The couple envisioned a space to house a museum, recording studio and classes for young people, Judge said.
“The foundation was set up to protect, promote and preserve the blues,” she said.
Willie Dixon wrote about 6,000 songs, more than 600 for Chess Records.
An entire second-floor room is set up to pay homage to Dixon. Hand-written lyric sheets, clothing, awards, even his beat-up bass is on display.

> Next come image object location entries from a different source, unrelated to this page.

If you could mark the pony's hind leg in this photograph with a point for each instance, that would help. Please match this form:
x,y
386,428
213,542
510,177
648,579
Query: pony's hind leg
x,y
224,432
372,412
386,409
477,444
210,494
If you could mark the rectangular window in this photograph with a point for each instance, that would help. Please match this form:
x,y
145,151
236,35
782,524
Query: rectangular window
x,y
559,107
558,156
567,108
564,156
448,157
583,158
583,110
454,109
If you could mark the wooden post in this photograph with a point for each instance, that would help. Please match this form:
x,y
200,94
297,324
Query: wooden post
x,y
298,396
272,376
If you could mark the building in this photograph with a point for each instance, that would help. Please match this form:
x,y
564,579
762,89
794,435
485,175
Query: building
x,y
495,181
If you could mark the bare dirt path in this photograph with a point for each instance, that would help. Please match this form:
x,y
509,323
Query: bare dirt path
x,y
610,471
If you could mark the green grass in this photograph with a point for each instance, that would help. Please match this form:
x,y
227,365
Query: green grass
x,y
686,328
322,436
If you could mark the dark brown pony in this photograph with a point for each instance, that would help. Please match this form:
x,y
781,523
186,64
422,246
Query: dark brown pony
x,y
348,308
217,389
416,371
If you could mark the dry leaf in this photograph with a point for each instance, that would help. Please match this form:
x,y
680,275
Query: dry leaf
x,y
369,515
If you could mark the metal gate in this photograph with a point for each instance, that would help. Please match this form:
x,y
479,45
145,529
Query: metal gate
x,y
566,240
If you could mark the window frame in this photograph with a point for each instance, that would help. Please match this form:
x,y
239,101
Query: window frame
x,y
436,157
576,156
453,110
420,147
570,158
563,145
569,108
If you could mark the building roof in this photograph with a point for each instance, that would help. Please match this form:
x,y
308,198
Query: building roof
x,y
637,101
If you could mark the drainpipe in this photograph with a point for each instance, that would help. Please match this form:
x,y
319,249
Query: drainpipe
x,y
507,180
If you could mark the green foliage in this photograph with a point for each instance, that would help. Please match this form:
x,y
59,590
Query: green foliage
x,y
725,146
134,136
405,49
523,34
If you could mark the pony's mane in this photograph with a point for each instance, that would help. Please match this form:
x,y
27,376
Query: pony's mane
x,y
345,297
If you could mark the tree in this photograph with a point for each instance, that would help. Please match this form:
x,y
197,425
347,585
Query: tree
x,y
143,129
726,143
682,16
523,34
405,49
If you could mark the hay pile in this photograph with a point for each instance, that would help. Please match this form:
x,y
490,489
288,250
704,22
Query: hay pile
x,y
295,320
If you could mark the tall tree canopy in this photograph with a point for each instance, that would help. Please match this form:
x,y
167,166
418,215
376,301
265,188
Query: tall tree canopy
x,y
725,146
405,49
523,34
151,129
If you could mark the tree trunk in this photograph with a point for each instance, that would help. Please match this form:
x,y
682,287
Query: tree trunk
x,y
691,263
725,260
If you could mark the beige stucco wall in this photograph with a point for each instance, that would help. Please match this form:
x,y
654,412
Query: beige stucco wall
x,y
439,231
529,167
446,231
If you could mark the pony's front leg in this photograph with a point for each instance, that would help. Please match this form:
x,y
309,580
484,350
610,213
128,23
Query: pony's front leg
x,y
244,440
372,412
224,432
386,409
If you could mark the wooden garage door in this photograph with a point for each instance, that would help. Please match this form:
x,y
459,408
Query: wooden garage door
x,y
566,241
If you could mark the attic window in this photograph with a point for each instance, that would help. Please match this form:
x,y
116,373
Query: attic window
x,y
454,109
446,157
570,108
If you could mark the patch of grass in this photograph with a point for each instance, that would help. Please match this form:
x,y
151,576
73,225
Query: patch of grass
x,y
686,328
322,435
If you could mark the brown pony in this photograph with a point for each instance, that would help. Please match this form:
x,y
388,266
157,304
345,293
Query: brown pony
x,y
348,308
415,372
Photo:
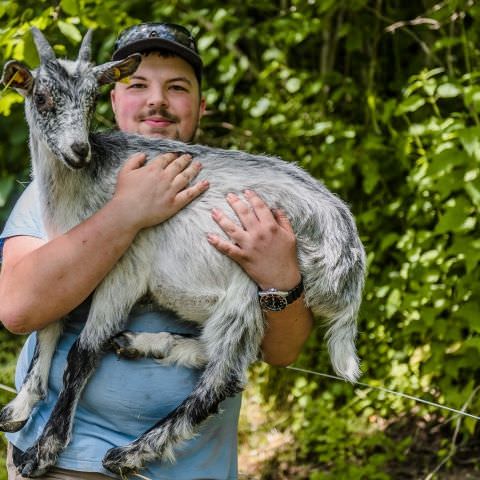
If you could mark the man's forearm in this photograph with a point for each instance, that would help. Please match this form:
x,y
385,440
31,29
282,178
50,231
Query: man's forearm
x,y
40,286
285,333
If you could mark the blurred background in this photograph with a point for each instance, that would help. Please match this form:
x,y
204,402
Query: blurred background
x,y
381,101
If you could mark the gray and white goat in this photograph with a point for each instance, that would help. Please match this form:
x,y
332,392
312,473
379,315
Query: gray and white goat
x,y
76,174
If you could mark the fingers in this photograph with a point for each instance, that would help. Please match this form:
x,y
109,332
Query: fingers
x,y
134,162
185,196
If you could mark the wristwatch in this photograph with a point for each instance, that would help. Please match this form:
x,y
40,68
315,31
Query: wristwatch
x,y
274,300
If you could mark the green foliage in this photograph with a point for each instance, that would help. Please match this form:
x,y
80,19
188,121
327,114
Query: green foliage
x,y
386,111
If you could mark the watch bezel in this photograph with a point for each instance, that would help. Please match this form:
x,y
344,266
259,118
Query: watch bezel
x,y
273,301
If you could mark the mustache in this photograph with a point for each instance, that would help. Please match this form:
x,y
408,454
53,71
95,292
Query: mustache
x,y
162,112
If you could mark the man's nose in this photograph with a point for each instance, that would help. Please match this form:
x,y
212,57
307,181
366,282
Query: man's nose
x,y
158,97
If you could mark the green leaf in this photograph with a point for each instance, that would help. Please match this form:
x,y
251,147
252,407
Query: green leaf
x,y
410,104
470,140
70,31
293,85
6,186
70,7
448,90
455,217
260,108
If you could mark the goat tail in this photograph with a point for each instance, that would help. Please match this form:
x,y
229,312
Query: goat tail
x,y
341,336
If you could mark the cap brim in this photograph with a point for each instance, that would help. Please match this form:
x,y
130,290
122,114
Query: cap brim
x,y
152,43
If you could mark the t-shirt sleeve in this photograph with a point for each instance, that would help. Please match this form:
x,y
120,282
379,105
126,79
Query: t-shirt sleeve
x,y
25,218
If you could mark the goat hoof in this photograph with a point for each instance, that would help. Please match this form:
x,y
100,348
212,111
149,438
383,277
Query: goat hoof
x,y
122,461
122,345
7,424
30,466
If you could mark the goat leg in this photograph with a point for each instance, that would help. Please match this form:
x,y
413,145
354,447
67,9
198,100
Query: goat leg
x,y
234,333
55,436
165,347
16,413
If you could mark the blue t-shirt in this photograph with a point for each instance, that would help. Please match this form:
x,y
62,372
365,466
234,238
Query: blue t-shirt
x,y
123,398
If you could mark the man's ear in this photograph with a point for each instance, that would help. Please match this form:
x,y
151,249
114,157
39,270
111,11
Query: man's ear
x,y
111,72
18,76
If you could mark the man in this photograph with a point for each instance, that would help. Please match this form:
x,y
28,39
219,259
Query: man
x,y
42,281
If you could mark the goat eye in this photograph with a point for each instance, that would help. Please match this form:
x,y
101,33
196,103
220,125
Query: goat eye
x,y
40,99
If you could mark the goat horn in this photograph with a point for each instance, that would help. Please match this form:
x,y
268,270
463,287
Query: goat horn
x,y
45,51
84,54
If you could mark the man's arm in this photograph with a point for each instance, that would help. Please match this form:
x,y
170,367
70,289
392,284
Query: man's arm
x,y
265,247
42,281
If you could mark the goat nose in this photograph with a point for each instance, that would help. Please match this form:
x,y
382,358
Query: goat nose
x,y
81,150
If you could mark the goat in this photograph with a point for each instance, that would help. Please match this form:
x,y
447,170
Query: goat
x,y
76,173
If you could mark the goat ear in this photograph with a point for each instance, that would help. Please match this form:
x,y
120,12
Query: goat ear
x,y
18,76
114,71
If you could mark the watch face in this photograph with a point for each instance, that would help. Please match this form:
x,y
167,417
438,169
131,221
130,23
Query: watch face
x,y
273,302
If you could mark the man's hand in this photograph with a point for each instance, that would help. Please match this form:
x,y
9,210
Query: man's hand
x,y
264,245
155,191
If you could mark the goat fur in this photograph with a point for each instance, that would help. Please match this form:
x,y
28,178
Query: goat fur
x,y
76,173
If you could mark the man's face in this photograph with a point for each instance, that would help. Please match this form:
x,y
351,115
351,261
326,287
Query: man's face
x,y
161,99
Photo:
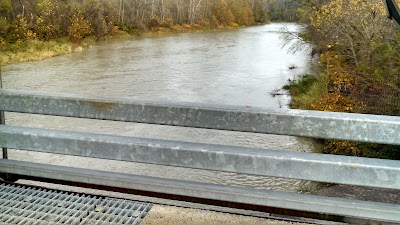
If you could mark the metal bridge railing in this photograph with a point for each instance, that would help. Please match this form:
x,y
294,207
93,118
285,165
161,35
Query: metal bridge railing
x,y
306,166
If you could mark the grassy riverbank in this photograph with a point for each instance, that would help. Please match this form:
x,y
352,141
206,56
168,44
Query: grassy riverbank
x,y
32,50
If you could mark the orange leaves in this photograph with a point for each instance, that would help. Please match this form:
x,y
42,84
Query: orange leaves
x,y
79,28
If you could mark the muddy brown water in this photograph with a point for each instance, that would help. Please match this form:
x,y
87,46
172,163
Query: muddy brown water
x,y
235,67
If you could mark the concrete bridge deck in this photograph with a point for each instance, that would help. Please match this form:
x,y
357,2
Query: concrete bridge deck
x,y
26,204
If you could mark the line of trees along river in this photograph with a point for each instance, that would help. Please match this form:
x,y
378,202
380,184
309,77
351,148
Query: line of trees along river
x,y
48,19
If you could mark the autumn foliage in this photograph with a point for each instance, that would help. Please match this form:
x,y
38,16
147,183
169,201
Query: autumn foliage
x,y
359,58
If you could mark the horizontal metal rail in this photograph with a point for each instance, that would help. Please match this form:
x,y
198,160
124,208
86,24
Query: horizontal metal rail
x,y
353,208
344,126
299,165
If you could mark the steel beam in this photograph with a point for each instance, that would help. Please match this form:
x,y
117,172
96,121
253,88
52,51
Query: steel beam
x,y
343,126
298,165
353,208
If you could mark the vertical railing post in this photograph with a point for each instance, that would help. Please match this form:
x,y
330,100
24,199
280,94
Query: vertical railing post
x,y
2,119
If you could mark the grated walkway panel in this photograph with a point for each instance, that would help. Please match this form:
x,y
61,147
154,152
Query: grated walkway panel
x,y
31,205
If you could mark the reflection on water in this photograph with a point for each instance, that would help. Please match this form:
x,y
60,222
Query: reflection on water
x,y
236,67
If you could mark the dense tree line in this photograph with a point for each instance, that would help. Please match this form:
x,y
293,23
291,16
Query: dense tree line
x,y
359,56
22,20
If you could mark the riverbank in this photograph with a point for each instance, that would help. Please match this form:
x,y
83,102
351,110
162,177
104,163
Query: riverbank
x,y
32,50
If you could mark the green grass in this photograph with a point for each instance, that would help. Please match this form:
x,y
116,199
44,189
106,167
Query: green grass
x,y
33,50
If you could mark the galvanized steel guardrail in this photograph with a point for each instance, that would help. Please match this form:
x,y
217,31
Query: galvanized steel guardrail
x,y
307,166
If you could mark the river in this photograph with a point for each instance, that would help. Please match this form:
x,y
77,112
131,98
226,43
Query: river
x,y
234,67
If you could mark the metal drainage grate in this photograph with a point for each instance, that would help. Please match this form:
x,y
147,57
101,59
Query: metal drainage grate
x,y
28,205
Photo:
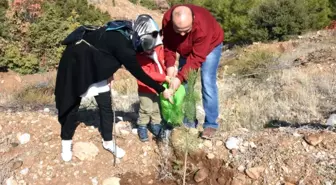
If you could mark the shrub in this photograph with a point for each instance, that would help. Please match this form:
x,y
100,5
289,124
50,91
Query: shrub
x,y
37,94
149,4
87,14
3,9
251,64
45,35
279,18
332,6
17,61
233,17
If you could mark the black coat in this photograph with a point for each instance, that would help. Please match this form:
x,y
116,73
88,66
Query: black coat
x,y
82,65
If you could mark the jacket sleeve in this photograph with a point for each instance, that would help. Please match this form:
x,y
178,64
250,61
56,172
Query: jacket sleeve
x,y
156,76
125,53
198,55
169,49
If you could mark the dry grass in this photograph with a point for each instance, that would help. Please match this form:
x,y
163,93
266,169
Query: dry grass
x,y
124,83
128,10
292,95
41,93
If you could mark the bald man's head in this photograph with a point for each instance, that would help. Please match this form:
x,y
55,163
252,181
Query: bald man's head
x,y
182,18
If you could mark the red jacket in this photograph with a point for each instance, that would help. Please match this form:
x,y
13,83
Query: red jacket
x,y
205,35
151,67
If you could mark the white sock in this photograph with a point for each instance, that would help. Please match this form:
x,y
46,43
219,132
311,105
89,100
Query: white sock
x,y
66,150
114,149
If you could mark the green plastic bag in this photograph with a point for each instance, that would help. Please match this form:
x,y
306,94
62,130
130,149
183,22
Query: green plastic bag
x,y
173,113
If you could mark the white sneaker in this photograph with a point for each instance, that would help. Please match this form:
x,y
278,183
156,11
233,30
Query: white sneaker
x,y
114,149
66,150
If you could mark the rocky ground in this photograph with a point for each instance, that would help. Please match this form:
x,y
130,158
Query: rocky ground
x,y
277,153
30,154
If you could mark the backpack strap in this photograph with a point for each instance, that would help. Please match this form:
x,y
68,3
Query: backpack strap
x,y
122,26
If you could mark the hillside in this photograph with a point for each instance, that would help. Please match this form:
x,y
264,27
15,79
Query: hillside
x,y
126,9
275,99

But the highlight of the tour is the recording studio itself, which remains in use today. There’s Dixon’s baby grand piano, guitars and other equipment, but Judge’s passion shines through when she explains the details included by 23-year-old engineer Jack Sheldon Wiener, who originally designed the space, and how she spent 15 years trying to figure out exactly how the acoustic panels were assembled.
“Not a day goes by that I don’t recognize what an honor and a privilege it is to be here every day,” she says as she steps into the darkened sound booth.
She asks visitors to sit in one of the metal folding chairs and imagine a day in 1960 when a 23-year-old Etta James stepped up to a microphone. The Chess brothers believed her bluesy voice had crossover pop appeal, so they brought in an orchestra ensemble for her debut studio album.
Judge requests that visitors not sing along, but she encourages dancing. As the lofty string intro of “At Last!” fills the space, it’s easy to feel transported back in time.
“It’s the only song I play all the way through because she’d be pissed if I didn’t,” Judge says. “What would Chess Records have been without her?”
Beginning April 1, Chess Records will be open for tours Tuesdays through Saturdays at noon, 1, 2 and 3 p.m. $15 suggested donation.